Палмер хотела нормально по-русски поздороваться, но от волнения произнесла нечто несуразное: «Здравевичи!» Перепугавшись, стала тыкать пакет, как бы умоляя, чтобы не подозревали в дурных намерениях. Тут она заметила, что супруги босы и ротовые полости у них не в полном порядке. Едва не разрыдалась: «Бедные, бедные!»
«Тэйк ит, – бормотала она. – Инджой! Мэрри Кристмас!»
«Ну и мымра, – зевнула Смарагда. – Во, кадр! Ребенка, бля, хочет подбросить!»
«Ни хера ты не понимаешь, Смарагда гребаная, – весь от ушей до пяток прочесался Чувакин. – Это ж шведка, они все такие страшные. Пойду к художнику ее сведу, он по-ихнему сечет, я сам слышал».
«Опять напьешься у художника! – завопила жена. – Домой не приходи, козел! Чтоб вас всех, козлов, на этом свете шахной накрыло!»
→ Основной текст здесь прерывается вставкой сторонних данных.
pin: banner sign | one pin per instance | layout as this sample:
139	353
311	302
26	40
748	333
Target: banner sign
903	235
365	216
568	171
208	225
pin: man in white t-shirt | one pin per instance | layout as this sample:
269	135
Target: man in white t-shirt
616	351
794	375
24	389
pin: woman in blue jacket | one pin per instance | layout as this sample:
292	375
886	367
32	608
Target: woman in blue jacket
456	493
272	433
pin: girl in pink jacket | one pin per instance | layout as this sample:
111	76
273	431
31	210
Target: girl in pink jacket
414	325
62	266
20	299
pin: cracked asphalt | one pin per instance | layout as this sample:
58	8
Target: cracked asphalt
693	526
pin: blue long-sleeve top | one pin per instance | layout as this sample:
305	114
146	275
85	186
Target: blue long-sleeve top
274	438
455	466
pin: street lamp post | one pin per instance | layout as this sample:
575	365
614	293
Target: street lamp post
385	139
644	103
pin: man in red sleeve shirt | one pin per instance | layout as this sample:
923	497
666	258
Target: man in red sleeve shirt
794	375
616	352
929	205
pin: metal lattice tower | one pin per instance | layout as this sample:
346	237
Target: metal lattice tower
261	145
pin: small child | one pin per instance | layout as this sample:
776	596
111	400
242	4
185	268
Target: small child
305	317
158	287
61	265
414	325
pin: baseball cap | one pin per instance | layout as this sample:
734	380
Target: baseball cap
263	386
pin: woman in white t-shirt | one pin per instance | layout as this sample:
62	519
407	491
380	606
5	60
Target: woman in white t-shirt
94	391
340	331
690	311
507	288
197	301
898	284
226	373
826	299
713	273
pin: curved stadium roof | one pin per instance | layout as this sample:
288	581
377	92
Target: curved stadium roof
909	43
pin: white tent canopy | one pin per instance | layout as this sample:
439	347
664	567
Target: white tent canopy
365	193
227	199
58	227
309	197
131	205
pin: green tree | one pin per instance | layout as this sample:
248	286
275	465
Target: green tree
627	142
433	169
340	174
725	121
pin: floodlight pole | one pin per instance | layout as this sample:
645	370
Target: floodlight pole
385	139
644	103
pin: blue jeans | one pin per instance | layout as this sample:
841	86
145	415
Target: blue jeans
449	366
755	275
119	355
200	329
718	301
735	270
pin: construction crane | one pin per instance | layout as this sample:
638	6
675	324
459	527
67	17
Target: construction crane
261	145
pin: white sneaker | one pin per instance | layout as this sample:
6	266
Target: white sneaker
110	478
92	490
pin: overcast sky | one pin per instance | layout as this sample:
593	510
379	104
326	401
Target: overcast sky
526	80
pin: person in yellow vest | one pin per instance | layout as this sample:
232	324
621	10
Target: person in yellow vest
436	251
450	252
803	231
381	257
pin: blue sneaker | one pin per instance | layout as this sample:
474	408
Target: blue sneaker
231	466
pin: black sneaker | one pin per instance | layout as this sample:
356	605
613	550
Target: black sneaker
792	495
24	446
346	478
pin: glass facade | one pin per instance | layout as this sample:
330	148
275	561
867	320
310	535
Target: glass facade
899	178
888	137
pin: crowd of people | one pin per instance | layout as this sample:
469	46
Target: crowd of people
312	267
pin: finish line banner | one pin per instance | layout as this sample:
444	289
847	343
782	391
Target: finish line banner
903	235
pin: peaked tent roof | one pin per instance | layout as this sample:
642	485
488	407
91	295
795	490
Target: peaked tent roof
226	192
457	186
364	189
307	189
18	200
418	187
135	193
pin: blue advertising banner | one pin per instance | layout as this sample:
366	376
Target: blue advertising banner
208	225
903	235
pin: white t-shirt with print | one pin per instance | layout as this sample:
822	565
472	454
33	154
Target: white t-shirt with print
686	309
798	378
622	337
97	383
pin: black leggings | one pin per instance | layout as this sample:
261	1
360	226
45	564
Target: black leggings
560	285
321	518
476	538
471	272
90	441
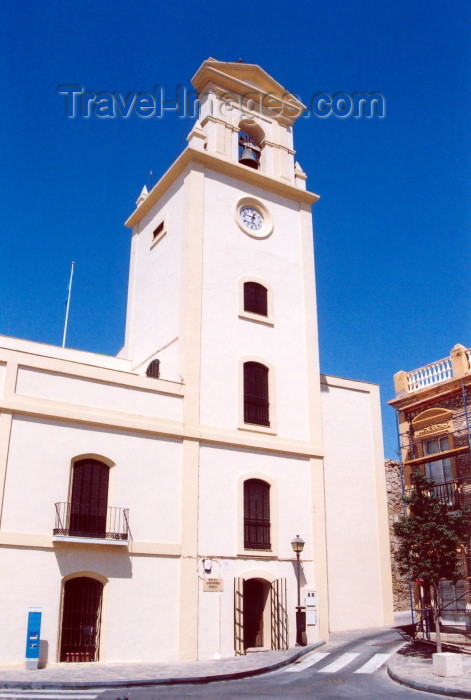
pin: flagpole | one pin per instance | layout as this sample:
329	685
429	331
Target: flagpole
69	291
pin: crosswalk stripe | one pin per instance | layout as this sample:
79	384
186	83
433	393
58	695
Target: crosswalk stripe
308	660
48	695
339	663
373	664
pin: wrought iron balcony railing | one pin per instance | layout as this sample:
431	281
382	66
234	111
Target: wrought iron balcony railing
456	492
84	520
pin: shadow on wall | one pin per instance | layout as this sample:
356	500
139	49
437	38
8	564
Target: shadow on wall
105	561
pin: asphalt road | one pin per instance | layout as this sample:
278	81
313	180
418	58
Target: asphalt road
353	668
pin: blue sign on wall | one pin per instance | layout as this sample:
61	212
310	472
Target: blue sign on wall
33	635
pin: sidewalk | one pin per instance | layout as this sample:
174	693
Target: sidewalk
412	666
97	675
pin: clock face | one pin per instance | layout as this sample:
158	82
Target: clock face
251	218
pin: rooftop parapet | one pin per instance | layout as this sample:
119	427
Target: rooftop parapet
453	367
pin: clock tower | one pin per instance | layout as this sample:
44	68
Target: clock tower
222	293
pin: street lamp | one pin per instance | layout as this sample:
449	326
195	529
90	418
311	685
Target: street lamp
298	545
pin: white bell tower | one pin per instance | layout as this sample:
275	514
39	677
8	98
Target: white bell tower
216	222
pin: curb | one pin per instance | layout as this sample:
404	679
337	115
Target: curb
428	687
85	685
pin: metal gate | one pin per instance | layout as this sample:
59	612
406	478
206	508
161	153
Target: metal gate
279	615
81	618
239	616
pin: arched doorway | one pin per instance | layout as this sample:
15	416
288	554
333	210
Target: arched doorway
260	613
81	618
256	634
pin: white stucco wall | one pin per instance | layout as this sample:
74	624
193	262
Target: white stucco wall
153	296
140	602
145	478
353	464
225	338
54	386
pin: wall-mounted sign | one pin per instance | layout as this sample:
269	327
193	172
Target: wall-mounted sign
213	584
Чувакин с дипломатическим изгибом показывал путь. Лезли по лестницам. Дом когда-то был богат, подумала Палмер. Кое-где еще виднелись мраморы, витой чугунок, осколки мозаики. «Мир Искусства», – вспомнила она лекцию вандербилдского профессора Костановича. Залезли под самую крышу. Здесь, должно быть, гнездятся самые нуждающиеся. Этот самоотверженный босой человек подумал не о себе, а о других. Вот таковы глубины этих характеров. Из-за оцинкованной двери на верхней площадке вдруг донеслись совсем неплохие запахи. Похоже на домашнюю готовку в День Благодарения.
Когда «англичанку» провели внутрь, Муза Борисовна и Птица-Гамаюн уже начинали накрывать на стол в дальнем углу пещероподобной мастерской. Как две мортиры, торчали к кафедральным сводам ножки венгерской индейки. Благоухал первый противень пирога с вязигой. Над краями хрустальной чаши поднималась мягкая горка зернистой икры. Этот последний продукт был известен Палмер только по художественной литературе и в своем реальном воплощении так, кажется, и остался ею до самого конца рассказа неопознан.
Дамы с удовольствием продолжали вокруг стола свою созидательную работу. Обе они были, между прочим, большими московскими знаменитостями, останкинскими миражами, а также «лапочками» всего торгового и блатного плебса. Для них не составляло никакой проблемы, «работая лицом», пройти через любую толпу в кабинет директора гастронома и добыть любой дефицит. И вот – везет же Модесту! – обе выдающиеся знаменитости разных поколений почему-то полагали своим долгом следить за тем, чтобы дом художника был «полной чашей». И это несмотря на то, что чаша сия постоянно и похабно опустошалась богемным сбродом, собиравшимся по ночам на этом чердаке, откуда видна была кучерская голова и спина основоположника марксизма Маркса, а также, если впериться в пьяные мраки, и квадрига Большого театра.
Модест Орлович знал одно полновесное английское предложение-вопрос: «Вэа ар ю фром?» – то есть «Вы откуда?», и, кроме того, немало еще отдельных слов, в основном существительных. Этот запас помогал ему объясняться с иностранцами в стиле «беспроволочного языка», изобретенного еще итальянским футуристом Маринетти, то есть без глаголов. «Пэйнтер, – обычно представлялся он, похлопывая себя ладонью по груди. – Грэйт пэйнтер. Май хаус, – следовал циркулярный жест, очерчивающий мастерскую. – Гэст гуд. Фрост, а? Раша, Уинтер. Вэа ар ю фром?»
Палмер между тем, с восторгом глядя на высокого и тощего художника – ну, просто воплощение князя Мышкина! – восклицала на своем вирджинском, добавляя иногда слипшиеся, как засахаренный попкорн, русские слова. Вот что приблизительно получалось. «Я из Страсбурга, Вирджиния. У нас тоже бывает зимея. Нет-нет, я не боюсь русски мэрроуз. Я так счастлива, огромное спасибо! Значит, вы маляр, сэр, а этот ваш друг, босой джентльмен, очевидно, водопроводчик, не так ли? Это просто чудесно! Спасибо за костеприемствоу!»